Tidak ada yang spesial darinya selain dia yang sedang bahagia di mabuk asmara.
Entah benar-benar bahagia atau itu hanya semacam kamuflase demi mendapat status
terhormat, tidak sedang sendiri.
Bahkan ada juga yang tidak tahu
bahwa dirinya sedang rindu dan menolak pemikiran bahwa dia sedang rindu. Trauma
akibat rindu-rindunya yang tak terbalas membuatnya apatis terhadap segala hal
yang berkaitan dengan rindu. Dia tidak mau membuang-buang waktunya untuk
sekedar tenggelam dalam aktifitas yang kontra-produktif seperti merindu. Rindu
baginya adalah khayalan. Dia merasa tidak layak untuk merindu dan dia juga
merasa tidak ada yang pantas untuk dirindu. Dia lebih fokus kepada dunianya,
dunia selain rindu. Orang-orang bertipe seperti ini sangat menarik diamati
karena sudah menjadi rahasia umum bahwa rindu itu tidak bisa dibuang atau
dihapus begitu saja. Senang sekali rasanya melihat orang-orang yang berjuang
untuk hidup dalam kepura-puraan.
Lalu yang terakhir, ada juga yang
tidak pernah merasa rindu sedikitpun sedang mencari seseorang atau sesuatu
untuk dirindui.
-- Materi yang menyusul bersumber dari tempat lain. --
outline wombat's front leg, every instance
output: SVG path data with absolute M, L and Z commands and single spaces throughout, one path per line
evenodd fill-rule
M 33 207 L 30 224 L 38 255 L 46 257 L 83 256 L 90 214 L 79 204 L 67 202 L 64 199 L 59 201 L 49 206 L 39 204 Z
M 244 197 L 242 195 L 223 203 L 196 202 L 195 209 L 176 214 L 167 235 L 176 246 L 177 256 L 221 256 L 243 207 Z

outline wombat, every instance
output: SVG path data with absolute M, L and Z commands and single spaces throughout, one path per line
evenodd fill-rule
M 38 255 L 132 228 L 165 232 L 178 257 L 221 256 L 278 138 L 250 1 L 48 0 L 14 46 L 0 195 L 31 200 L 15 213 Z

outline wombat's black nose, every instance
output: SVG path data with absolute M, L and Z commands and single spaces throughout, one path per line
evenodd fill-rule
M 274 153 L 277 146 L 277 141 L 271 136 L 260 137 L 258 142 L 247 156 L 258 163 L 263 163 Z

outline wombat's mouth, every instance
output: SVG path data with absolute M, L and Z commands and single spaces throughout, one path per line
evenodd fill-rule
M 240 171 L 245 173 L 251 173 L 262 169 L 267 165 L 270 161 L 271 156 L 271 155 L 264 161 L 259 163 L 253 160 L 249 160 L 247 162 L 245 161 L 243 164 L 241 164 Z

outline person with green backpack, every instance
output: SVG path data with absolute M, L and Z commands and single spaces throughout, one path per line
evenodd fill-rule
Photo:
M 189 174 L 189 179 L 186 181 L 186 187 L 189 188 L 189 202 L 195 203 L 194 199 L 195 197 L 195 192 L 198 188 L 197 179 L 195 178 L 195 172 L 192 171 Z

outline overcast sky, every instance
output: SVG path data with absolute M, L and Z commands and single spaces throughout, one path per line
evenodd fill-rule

Sulit membedakan bahwa orang-orang seperti ini adalah orang
yang sangat independen atau orang yang terlalu tidak percaya pada orang lain.
Pintu hatinya sudah terkunci sekian lama. Kemudian dia mulai belajar sedikit
demi sedikit untuk membuka pintu hatinya. Apakah ada orang seperti itu? Orang
yang tidak pernah merasakan rindu? Aku pasti tidak akan pernah bisa memahami
jalan pikiran orang itu jika dia benar-benar ada.
Sangat bermacam-macam jenis
manusia rindu ini. Termasuk ke dalam kategori apa aku ini? Ah, rasanya tidak
perlu dipertanyakan lagi. Tapi yang jelas malam ini aku hanyalah rindu yang
sedang menyamar menjadi manusia.
Halo, Rindu. Tidakkah kau gelisah setiap kali tahu ia yang kau rindukan, merindukan yang lain? :))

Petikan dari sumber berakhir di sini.